La decisión del Ministerio de Sanidad de bloquear la venta de vacunas de la varicela tras cambiar el calendario y retrasar la inyección de defensas hasta los 12 años ya tiene consecuencias. La Federación Empresarial de Farmacéuticos Españoles (FEFE) ha denunciado este miércoles que esta medida ha provocado que se produzcan 7.896 casos más desde enero hasta abril que en el mismo periodo de 2013. «El consumo normal de la vacuna de la varicela podría descender en el plazo de un año, por efecto de las restricciones, en 250.000 unidades, por lo que es de esperar un importante repunte de la epidemiología de la enfermedad», alerta el Observatorio del Medicamento de FEFE.

Durante las primeras 17 semanas de 2013, según recoge el Boletín Epidemiológico que publica el propio Ministerio de Sanidad, se contabilizaron 50.991 casos; mientras que en el mismo periodo de tiempo de este año esa cifra se ha disparado hasta los 58.887 casos. Lo único que ha cambiado, según ha señalado Fernando Redondo, presidente de FEFE, es que el Gobierno ha bloqueado la venta libre de esta linfa. «No se sabe a qué se debe esta decisión. Nadie ha dado una explicación de este desabastecimiento», ha explicado Redondo. «Estamos volviendo a principios del siglo XX», ahondó el presidente de esta federación empresarial.

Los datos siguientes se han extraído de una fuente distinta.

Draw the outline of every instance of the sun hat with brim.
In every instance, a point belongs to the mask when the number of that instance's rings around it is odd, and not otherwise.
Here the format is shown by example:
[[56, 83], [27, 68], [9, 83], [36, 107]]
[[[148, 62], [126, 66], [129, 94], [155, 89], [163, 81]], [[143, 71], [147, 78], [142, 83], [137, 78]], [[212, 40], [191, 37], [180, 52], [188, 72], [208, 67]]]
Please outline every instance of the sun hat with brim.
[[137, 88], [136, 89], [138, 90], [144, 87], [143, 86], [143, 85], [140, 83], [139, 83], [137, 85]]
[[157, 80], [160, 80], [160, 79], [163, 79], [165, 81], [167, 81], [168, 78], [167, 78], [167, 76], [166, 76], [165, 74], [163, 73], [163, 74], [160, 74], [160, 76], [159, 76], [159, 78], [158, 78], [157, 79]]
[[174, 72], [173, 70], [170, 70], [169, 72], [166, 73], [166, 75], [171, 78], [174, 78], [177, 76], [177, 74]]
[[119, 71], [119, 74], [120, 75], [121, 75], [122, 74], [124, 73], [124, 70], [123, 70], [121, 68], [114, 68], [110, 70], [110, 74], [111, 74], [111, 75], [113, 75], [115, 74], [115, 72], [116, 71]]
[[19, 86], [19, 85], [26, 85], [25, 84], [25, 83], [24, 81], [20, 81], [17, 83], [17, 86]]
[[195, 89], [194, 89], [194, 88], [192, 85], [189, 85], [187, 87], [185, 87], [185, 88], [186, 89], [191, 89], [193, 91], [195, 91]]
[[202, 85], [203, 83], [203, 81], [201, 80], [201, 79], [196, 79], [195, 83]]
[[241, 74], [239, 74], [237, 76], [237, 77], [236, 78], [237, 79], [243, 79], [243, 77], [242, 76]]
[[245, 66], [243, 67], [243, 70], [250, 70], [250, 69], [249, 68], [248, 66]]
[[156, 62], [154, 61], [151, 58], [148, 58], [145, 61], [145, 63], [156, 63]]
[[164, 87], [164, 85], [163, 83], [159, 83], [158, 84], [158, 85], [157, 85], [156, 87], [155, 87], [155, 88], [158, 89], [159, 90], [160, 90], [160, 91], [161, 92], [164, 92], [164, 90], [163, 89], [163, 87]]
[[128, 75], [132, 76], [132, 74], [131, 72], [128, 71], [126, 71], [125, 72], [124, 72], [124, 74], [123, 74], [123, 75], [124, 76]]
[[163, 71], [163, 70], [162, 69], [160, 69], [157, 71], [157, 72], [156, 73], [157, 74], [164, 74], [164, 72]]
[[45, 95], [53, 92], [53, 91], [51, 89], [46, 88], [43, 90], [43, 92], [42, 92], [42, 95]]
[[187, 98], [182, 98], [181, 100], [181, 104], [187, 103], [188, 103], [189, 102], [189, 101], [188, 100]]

Los pediatras tampoco apoyan esta medida ministerial y reclaman que se vuelva a vacunar como antes -una dosis a los 12 meses y otra a los 18 meses, aproximadamente- porque nueve de cada diez casos de esta patología se produce antes de los cinco años. «No se puede decir que es una enfermedad que hay que pasarla sin más», ha apuntado Redondo. Además, reconoció que muchos padres están «buscándose la vida» para dar a sus hijos la vacuna, lo que está provocando problemas «de conservación del producto, que debe estar a una temperatura bastante baja». Ahora mismo solo se puede comprar en Navarra, Ceuta y Melilla; curiosamente, el sistema sanitario de las dos ciudades autónomas está en manos del Ministerio de Sanidad, que no ha prohibido su comercialización en esa zona.